British socialite and courtesan

Mary Nesbitt (born 1742/3 – died 1825) was an English upper class socialite and courtesan who mixed in the elevated circles of government and royalty in late 18th century Great Britain. Her home, Norwood House, in Upper Norwood, then Surrey, now South London, became a meeting place for the rich and powerful.

==Life==
She was born Mary Davis, in poverty and of unknown parentage. Her enemies later alleged that she had been born 'in a wheelbarrow' in Covent Garden. She was also early on known as Polly Davis.

Her society career began as an artist's model for Sir Joshua Reynolds in 1764. Through this connection she began her career as a courtesan. Simon Luttrell, nicknamed the King of Hell and later first Earl of Carhampton, was possibly her original seducer. Her association with Luttrell may be the origin of her later nickname of Hellfire Davies.

Through Luttrell she was introduced to Alexander Nesbitt (bap 1730 – d 1772), the youngest of three sons of Thomas Nesbitt, a merchant banker in the City of London.

Mary married Nesbitt, on 25 February 1768, at St Martin-in-the-Fields, with Luttrell as a witness. Nesbitt settled on her for life his house and estate at Upper Norwood in Surrey. The couple also had a residence at 10 Buckingham Street, London.

Alexander Nesbitt suffered a mental collapse and was confined in private lodgings near Blackfriars around 1769, he died in 1772. Mary's enemies, the news sheet Tête-à-tête and the anonymous Junius, attributed his insanity to her disrespectful treatment of him.

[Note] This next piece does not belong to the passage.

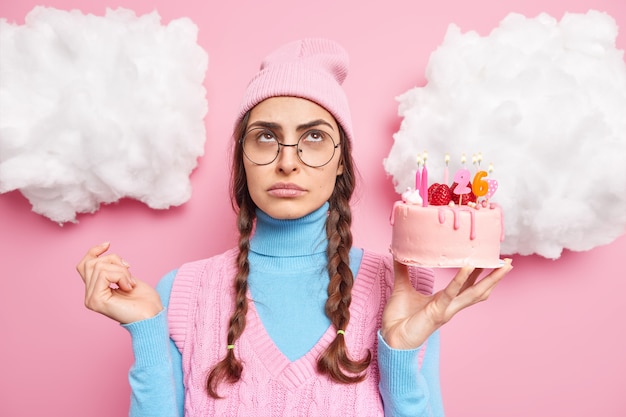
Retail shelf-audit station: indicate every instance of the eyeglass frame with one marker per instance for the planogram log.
(243, 138)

Around 1771 Mary became the mistress of the Hon. Augustus John Hervey (1724–1779), a naval officer, and second son of Lord Hervey of Ickworth (1696–1743). Hervey became third Earl of Bristol in 1775 and Mary and Augustus lived together, apparently faithfully, at Norwood House. They also had residences at 6 St James's Square, London and at Ickworth House, Suffolk. They were prevented from marrying when the earl's divorce petition was dismissed in 1779.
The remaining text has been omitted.